Ben pinched and threw tantrums early on, Debbie says. When he had a tool to use, a symbol, and later pictures and then words, his behavior improved.
But in addition to being non-verbal, autism stifles social interaction. While normally developing children will look at an object, then look at their parents to see if they have seen the object, a sharing experience, children with autism remain, literally, in their own world, keeping their discoveries to themselves.
The same is true with language. In therapy, Pramuk encourages Ben to talk, and to make eye contact with her, to share language and all its components.
Speaking beyond the syndrome
Denese Burnette knew all along her son would not develop normally. So did his father, she says. He told her he couldn’t live with a son that wasn’t normal, and he left. But now, five years later, she doesn’t begrudge him. She knows how difficult it can be.
Opitz was first described in 1965 by Dr. John Opitz, currently a professor of reproductive genetics at the University of Utah.
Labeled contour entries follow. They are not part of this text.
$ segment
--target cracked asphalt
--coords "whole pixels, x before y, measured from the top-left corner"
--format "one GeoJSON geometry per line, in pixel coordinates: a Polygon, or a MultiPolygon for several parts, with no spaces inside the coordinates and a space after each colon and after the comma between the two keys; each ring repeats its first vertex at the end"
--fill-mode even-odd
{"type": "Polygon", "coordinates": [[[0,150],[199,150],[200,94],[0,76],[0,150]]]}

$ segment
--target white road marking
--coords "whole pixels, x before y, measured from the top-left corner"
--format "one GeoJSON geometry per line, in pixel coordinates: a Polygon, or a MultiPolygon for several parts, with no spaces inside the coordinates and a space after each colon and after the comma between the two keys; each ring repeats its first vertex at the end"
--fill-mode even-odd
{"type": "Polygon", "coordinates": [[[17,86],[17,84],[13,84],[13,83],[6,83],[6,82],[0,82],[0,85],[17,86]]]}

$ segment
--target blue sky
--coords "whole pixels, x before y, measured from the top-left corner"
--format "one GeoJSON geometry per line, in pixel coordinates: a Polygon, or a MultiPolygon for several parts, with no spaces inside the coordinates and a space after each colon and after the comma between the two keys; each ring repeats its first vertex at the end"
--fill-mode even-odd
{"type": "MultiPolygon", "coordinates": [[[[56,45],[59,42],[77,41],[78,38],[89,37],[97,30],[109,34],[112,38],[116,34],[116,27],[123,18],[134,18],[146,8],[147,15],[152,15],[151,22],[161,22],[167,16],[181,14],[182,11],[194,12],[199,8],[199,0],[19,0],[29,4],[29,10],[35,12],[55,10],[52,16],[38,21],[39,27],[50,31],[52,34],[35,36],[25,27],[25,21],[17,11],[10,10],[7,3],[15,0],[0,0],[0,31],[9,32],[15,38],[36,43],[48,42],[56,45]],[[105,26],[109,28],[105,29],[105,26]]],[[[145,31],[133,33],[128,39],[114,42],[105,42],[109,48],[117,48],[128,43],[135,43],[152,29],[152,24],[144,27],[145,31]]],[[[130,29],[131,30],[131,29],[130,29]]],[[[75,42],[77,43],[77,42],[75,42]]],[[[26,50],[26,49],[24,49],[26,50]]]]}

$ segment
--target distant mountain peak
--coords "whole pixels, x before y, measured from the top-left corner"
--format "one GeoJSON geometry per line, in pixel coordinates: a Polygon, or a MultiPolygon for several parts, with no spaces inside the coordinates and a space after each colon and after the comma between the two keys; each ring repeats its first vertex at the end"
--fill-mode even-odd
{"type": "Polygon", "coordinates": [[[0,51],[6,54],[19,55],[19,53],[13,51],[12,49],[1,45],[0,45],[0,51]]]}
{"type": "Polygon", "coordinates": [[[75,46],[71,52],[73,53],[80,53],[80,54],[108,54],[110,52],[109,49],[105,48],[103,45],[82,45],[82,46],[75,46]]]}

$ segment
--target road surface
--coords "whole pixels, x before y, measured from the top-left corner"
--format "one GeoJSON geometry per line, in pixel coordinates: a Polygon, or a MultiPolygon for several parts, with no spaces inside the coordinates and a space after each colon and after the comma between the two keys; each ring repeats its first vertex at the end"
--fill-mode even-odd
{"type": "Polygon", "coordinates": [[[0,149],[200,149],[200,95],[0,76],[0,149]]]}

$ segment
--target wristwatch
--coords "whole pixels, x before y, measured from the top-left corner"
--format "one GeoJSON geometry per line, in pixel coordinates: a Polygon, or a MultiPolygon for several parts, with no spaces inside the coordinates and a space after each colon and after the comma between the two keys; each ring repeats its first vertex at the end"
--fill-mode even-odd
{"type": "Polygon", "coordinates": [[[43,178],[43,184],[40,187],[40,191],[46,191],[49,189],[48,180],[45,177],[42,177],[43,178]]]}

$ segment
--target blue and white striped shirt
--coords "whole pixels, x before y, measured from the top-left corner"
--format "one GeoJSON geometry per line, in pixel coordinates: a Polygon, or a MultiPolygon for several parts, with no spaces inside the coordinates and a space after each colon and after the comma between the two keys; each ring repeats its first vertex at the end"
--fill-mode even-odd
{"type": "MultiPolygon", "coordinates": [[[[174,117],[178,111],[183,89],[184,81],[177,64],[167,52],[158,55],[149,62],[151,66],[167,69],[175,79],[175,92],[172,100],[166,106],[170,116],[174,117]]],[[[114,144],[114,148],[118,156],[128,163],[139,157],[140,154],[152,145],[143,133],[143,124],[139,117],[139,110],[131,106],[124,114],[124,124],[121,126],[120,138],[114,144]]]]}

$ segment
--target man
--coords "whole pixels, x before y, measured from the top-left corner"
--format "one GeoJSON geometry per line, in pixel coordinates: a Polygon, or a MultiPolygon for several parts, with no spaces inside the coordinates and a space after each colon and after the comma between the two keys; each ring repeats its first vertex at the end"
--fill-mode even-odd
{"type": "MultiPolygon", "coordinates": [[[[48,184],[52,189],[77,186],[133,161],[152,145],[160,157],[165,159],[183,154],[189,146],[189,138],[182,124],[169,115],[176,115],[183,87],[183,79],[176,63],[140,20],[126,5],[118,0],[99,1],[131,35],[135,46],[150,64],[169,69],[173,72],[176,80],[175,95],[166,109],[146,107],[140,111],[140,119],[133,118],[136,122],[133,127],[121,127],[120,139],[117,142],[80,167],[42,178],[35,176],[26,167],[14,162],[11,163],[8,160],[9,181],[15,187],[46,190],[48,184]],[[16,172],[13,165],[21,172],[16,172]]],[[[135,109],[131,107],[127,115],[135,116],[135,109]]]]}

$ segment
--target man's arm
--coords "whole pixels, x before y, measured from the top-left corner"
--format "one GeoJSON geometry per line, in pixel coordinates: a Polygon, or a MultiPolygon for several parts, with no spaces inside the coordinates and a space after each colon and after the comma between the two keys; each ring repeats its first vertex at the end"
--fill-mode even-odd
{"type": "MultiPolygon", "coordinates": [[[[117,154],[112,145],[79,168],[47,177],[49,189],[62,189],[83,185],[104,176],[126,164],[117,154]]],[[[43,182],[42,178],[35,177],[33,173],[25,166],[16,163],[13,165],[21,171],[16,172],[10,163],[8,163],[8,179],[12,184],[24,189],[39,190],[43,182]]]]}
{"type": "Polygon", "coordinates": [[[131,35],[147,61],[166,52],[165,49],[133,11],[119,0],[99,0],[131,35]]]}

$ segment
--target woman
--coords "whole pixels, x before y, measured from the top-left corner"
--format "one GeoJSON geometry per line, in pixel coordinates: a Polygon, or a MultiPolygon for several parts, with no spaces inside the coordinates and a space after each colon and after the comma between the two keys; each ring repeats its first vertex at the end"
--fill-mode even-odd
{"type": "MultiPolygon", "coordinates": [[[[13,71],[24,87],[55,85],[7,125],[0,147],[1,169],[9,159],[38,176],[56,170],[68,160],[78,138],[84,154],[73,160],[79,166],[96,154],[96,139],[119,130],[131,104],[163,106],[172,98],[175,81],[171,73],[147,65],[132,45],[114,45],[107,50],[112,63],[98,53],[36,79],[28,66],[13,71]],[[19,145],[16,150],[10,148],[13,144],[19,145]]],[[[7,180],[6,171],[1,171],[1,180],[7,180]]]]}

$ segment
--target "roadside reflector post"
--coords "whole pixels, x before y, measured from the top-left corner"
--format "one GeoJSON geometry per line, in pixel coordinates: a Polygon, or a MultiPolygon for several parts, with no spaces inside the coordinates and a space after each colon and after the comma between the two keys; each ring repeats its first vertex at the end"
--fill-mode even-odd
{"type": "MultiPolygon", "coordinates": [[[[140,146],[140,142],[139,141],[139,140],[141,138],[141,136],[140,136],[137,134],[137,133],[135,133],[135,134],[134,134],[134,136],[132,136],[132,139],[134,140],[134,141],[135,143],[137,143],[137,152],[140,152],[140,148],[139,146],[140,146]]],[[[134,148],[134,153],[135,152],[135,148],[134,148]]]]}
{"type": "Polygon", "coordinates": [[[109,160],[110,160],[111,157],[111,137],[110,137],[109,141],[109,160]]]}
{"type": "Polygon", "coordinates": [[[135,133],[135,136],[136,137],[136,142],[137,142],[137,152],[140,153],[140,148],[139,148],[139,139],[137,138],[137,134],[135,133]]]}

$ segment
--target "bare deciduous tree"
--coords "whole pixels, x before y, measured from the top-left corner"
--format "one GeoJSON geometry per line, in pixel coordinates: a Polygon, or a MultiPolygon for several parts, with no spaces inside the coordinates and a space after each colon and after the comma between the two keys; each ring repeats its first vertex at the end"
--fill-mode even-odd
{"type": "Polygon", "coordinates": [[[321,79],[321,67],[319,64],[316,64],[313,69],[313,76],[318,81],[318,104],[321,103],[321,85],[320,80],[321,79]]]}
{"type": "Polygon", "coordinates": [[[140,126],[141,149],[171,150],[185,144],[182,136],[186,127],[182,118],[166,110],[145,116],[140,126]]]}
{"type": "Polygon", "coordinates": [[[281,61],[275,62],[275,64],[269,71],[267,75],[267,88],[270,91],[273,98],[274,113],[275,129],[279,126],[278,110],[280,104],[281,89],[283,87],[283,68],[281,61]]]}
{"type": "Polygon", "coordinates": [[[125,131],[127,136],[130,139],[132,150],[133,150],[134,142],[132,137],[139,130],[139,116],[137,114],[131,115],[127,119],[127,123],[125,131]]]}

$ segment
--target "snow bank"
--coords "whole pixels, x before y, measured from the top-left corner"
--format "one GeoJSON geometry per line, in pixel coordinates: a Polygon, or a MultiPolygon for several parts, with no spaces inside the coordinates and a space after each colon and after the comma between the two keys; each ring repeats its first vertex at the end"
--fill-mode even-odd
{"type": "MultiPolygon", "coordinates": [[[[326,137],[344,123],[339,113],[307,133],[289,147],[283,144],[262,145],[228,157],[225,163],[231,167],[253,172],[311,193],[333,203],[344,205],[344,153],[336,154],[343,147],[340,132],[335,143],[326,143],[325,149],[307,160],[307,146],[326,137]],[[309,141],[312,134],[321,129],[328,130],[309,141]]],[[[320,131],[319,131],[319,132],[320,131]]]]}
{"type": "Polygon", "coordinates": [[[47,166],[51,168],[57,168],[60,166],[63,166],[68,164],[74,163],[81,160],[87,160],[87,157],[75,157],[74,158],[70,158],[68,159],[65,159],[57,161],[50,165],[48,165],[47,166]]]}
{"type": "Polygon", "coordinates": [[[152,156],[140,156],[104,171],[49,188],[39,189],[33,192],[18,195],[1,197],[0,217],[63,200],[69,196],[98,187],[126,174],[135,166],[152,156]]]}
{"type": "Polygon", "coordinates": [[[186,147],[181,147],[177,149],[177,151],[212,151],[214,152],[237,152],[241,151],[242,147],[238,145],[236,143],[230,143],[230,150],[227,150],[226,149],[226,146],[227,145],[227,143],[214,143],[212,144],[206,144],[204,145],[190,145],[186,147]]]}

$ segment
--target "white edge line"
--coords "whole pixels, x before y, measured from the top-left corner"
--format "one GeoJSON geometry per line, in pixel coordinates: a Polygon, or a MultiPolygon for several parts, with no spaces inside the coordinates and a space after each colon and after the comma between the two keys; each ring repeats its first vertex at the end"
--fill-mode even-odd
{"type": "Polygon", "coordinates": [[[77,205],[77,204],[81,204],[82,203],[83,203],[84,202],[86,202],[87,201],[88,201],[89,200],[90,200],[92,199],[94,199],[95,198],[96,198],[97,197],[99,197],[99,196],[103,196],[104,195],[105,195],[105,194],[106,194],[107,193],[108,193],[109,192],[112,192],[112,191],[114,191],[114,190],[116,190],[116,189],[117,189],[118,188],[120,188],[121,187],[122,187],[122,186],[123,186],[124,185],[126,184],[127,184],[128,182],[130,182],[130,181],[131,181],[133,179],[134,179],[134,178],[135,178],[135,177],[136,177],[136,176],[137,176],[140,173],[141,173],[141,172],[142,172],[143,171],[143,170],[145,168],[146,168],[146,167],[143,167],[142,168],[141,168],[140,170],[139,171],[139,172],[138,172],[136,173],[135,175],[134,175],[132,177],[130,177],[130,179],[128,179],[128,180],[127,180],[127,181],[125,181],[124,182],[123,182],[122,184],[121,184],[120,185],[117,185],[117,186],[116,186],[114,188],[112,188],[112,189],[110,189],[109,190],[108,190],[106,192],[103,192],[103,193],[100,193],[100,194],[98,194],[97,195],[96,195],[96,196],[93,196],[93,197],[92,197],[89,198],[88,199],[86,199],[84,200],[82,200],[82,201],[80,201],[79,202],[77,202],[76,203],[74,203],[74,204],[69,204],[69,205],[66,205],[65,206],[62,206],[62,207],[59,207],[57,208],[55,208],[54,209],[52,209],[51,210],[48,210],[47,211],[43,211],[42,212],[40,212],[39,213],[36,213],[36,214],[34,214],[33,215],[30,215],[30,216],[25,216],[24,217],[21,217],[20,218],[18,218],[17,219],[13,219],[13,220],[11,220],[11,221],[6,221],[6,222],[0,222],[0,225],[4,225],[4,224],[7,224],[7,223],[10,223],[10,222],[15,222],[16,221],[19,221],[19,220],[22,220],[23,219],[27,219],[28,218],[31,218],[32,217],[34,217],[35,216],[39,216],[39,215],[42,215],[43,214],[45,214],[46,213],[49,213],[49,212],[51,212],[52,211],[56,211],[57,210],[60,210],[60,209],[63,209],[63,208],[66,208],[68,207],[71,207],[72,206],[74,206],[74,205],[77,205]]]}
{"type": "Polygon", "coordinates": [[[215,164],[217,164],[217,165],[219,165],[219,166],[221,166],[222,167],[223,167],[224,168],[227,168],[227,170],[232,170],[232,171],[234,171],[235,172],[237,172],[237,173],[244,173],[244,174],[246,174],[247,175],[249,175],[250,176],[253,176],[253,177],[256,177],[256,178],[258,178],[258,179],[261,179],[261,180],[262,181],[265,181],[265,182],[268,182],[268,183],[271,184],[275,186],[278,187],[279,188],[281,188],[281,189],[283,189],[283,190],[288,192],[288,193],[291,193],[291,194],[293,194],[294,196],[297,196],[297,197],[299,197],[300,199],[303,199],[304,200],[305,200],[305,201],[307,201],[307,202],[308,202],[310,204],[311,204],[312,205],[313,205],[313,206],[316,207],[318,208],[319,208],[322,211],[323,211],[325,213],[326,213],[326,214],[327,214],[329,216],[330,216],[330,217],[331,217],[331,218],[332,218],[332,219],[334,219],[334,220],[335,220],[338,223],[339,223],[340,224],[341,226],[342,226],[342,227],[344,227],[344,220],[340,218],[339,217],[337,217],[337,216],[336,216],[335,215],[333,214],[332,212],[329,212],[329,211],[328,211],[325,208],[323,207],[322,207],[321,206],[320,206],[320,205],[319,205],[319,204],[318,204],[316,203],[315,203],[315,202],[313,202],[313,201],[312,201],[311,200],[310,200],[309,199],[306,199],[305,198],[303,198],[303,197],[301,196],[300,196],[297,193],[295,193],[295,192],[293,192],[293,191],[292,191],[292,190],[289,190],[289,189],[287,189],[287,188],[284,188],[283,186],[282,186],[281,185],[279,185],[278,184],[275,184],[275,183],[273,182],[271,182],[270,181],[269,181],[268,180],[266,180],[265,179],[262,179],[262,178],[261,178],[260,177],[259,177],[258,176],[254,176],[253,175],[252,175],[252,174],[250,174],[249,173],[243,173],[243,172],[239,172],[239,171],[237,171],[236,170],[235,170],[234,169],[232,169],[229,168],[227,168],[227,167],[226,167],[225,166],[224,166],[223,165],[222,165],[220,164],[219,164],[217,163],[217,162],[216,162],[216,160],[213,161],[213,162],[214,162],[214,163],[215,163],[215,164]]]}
The disorder is created by mutations on at least two chromosomes, “No. 22” and “X.” Characteristics include a list of words intimidating to parents: hypertelorism (wide-spaced eyes), hypotonia (weak muscle tone), laryngotracheal esophageal cleft (cleft palate). Many children don’t develop normally, some have mental disabilities, some die.
Tyler-Ray’s cleft palate and weak muscle tone made swallowing and talking almost impossible. “He would scoot across the floor to want he wanted and grunt or gesture,” Denese says. But Tyler-Ray is the epitome of perseverance. “He’s always been very strong-willed, very determined,” his mom says.
Surgery created a false palate, and his muscle tone improved. And, Denese says, “Intellectually, he’s extremely blessed. The good lord replaces what he takes.” And augmentative communication provided an alternative.
Some children, those with severe cerebral palsy, for instance, need permanent assistance with message boards that communicate with symbols or pictures, relaying messages from “I want to eat” to the “I want Cheerios.” Others, like Tyler-Ray, use a device as a bridge to cross from non-verbal into verbal.
Tyler-Ray uses a DynaMyte computer, a hand-held device the size of a lunch box that has about 15 pages of information with about 20 different keys per page. When he can’t clearly say what he wants to, he presses a key and the device “talks” for him by delivering one word at a time, phrases or sentences—one says his name and birthdate, another his address, another lists his friends.
The goal is not dependence. “It’s a tool for him to use when his communication breaks down,” Galbreth says. And it also teaches him proper sentence structure and vocabulary. Tyler-Ray repeats the DynaMyte’s message, a habit he’s developed himself, so correct speech is reinforced.
Like Ben, Tyler-Ray’s frustration at not being able to be understood diminished, and his behavior improved. He became more outgoing, more social. “He’s able to be Tyler-Ray,” Denese says. She credits Galbreth and the other therapists, their expertise and their commitment, with providing opportunities for Tyler-Ray.
“If he lives to be 50 years old, I’m not going to give up hope that he’s going to be carrying on a conversation with someone,” Burnette says.
Debbie Derryberry has similar aspirations for her son. “Vanderbilt has meant hope,” she says. “They’ve given me a lot of confidence that Ben will be a productive citizen someday.”
During his one-hour session with Pramuk, Ben occasionally glances toward the one-way window, never focusing for very long. When his therapy is over, he runs from the room, around the corner to where his mom has been watching. He pulls open the door, runs in and throws himself into her arms. Already, he’s had a productive day.